Monday, August 25, 2014

Adler: Labor, Leisure, and Liberal Education

by Mortimer J. Adler

LET ME BEGIN where anyone has to begin ─ with a tentative definition of education. Education is a practical activity. It is concerned with means to be employed or devised for the achievement of an end. The broadest definition with which no one, I think, can disagree is that education is a process which aims at the improvement or betterment of men, in themselves and in relation to society. Few will quarrel with this definition because most people are willing to say that education is good; and its being good requires it to do something that is good for men. The definition says precisely this: that education improves men or makes them better.

All the quarrels that exist in educational philosophy exist because men have different conceptions of what the good life is, of what is good for man, of the conditions under which man is improved or bettered. Within that large area of controversy about education, there is one fundamental distinction that I should like to call to your attention.

The Two Kinds of Education

There seems to be two ways in which men can be bettered or improved: first, with respect to special functions or talents and, second, with respect to the capacities and functions which are common to all men. Let me explain. In civilized societies, and even in primitive societies, there is always a rudimentary, and often a very complex, division of labor. Society exists through a diversity of occupations, through different groups of men performing different functions. In addition to the division of labor and the consequent diversity of functions, there is a simple natural fact of individual differences. So one view of education is that which takes these individual and functional differences into consideration and says that men are made better by adjusting them to their occupations, by making them better carpenters or better dentists or better bricklayers, by improving them, in other words, in the direction of their own special talents.

The other view differs from this in that it makes the primary aim of education the betterment of men not with respect to their differences but with respect to the similarities which all men have. According to this theory, if there are certain things that all men can do, or certain things that all men must do, it is with these that education is chiefly concerned.

This simple distinction leads us to differentiate between specialized education and general education. There is some ground for identifying specialized education with vocational education, largely because specialized education has some reference to the division of labor and the diversity of occupations, and for identifying general education with liberal education because the efforts of general education are directed toward the liberal training of man as man.

Intrinsic Ends and Extrinsic Ends

There is still another way of differentiating education in terms of its ends.... An educational process has an intrinsic end if its result lies entirely within the person being educated, an excellence or perfection of his person, an improvement built right into his nature as a good habit is part of the nature of the person in whom a power is habituated. An extrinsic end of education, on the other hand, lies in the goodness of an operation, not as reflecting the goodness of the operator but rather the perfection of something else as a result of the operation being performed well.
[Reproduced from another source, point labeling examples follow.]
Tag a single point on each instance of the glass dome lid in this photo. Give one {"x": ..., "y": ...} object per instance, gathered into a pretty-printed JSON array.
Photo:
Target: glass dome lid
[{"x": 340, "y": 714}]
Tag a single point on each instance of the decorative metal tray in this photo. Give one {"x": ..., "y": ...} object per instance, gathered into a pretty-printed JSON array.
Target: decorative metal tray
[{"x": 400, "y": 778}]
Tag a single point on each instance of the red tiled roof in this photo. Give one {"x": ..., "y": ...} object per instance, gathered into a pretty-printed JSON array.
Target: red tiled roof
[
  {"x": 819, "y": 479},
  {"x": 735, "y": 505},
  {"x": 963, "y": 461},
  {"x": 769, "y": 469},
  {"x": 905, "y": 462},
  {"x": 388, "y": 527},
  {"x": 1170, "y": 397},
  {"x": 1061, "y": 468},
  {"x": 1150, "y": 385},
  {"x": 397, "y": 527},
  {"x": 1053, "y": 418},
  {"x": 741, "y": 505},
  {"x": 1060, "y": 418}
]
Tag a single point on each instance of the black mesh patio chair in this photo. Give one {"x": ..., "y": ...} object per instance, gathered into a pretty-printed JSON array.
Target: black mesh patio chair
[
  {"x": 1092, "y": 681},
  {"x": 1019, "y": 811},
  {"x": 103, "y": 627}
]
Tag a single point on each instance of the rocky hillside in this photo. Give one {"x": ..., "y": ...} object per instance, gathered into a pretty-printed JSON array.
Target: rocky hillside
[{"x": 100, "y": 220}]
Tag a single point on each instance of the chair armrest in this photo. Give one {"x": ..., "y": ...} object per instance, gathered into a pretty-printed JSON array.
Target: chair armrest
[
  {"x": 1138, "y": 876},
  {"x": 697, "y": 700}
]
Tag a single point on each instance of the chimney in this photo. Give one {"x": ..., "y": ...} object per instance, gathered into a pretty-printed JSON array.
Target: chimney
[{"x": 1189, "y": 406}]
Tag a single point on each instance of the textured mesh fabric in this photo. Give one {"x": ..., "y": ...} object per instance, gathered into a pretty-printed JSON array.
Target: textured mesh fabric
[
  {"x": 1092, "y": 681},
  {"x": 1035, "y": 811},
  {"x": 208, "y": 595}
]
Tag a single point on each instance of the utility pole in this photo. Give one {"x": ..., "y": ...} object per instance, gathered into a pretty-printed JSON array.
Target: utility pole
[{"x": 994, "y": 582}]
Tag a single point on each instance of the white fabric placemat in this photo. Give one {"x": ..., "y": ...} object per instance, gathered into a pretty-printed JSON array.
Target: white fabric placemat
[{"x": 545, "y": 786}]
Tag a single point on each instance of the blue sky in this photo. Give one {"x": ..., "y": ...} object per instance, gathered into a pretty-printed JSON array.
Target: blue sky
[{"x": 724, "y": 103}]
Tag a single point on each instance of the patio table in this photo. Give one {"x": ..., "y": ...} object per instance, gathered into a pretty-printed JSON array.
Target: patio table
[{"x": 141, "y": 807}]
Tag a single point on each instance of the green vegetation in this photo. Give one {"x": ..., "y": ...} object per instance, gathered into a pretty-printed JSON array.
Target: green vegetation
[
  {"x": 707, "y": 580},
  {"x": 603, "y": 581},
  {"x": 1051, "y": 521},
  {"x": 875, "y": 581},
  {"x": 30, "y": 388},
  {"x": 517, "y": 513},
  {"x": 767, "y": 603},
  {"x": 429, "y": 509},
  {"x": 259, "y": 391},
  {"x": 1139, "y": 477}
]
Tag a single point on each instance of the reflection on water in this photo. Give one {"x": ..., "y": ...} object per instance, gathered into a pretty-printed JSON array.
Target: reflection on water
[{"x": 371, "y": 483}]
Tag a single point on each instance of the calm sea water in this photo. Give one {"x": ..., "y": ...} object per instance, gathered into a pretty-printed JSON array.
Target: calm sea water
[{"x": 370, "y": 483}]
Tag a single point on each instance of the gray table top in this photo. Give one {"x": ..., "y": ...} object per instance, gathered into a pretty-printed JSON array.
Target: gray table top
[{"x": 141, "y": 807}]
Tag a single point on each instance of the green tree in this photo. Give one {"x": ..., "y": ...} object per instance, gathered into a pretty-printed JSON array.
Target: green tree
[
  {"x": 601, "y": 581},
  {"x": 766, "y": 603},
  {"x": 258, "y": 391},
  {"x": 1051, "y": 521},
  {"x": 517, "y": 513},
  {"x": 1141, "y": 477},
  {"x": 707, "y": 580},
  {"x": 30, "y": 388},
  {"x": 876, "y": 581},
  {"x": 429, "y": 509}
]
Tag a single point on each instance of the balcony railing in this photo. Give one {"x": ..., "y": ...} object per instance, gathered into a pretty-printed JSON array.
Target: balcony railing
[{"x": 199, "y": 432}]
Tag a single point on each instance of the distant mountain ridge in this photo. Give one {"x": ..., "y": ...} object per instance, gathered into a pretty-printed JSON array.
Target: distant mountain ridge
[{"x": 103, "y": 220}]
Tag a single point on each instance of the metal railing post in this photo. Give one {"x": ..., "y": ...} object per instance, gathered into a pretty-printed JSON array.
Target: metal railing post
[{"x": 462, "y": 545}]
Thus, for example there can be two reasons for learning carpentry. One might wish to learn carpentry simply to acquire the skill or art of using tools to fabricate things out of wood, an art or skill that anyone is better for having. Or one might wish to learn carpentry in order to make good tables or chairs, not as works of art which reflect the excellence of the artist, but as commodities to sell. This distinction between the two reasons for learning carpentry is connected in my mind with the difference or distinction between liberal and vocational education. Thus carpentry is the same in both cases, but the first reason for learning carpentry is liberal, the second vocational.

The Heart of the Matter

All of this, I think, leads directly to the heart of the matter: that vocational training is training for work or labor; it is specialized rather than general; it is for an extrinsic end; and ultimately it is the education of slaves or workers. And from my point of view it makes no difference whether you say slaves or workers, for you mean that the worker is a man who does nothing but work─a state of affairs which has obtained, by the way, during the whole industrial period, from its beginning almost to our day.

Liberal education is education for leisure; it is general in character; it is for an intrinsic and not an extrinsic end; and, as compared with vocational training, which is the education of slaves and workers, liberal education is the education of free men.

I would like, however, to add one basic qualification at this point. According to this definition or conception of liberal education, it is not restricted in any way to training in the liberal arts. We often too narrowly identify liberal education with those arts which are genuinely the liberal arts─grammar, rhetoric, and logic and the mathematical disciplines─because that is one of the traditional meanings of liberal education. But, as I am using the term "liberal" here, in contradistinction to "vocational," I am not confining liberal education to intellectual education or to the cultivation of the mind. On the contrary, as I am using the phrase, liberal education has three large departments, according to the division of human excellences or modes of perfection. Physical training or gymnastics in the Platonic sense, if its aim is the to produce a good coordination of the body, is liberal education. So also is moral training, if its aim is to produce moral perfections, good moral habits or virtues; and so also is intellectual training, if its aim is the production of good intellectual habits or virtues. All three are liberal as distinguished from vocational. This is not, in a sense, a deviation from the conception of liberal education as being concerned only with the mind, for in all three of these the mind plays a role. All bodily skills are arts; all moral habits involve prudence; so the mind is not left out of the picture even when one is talking about moral and physical training.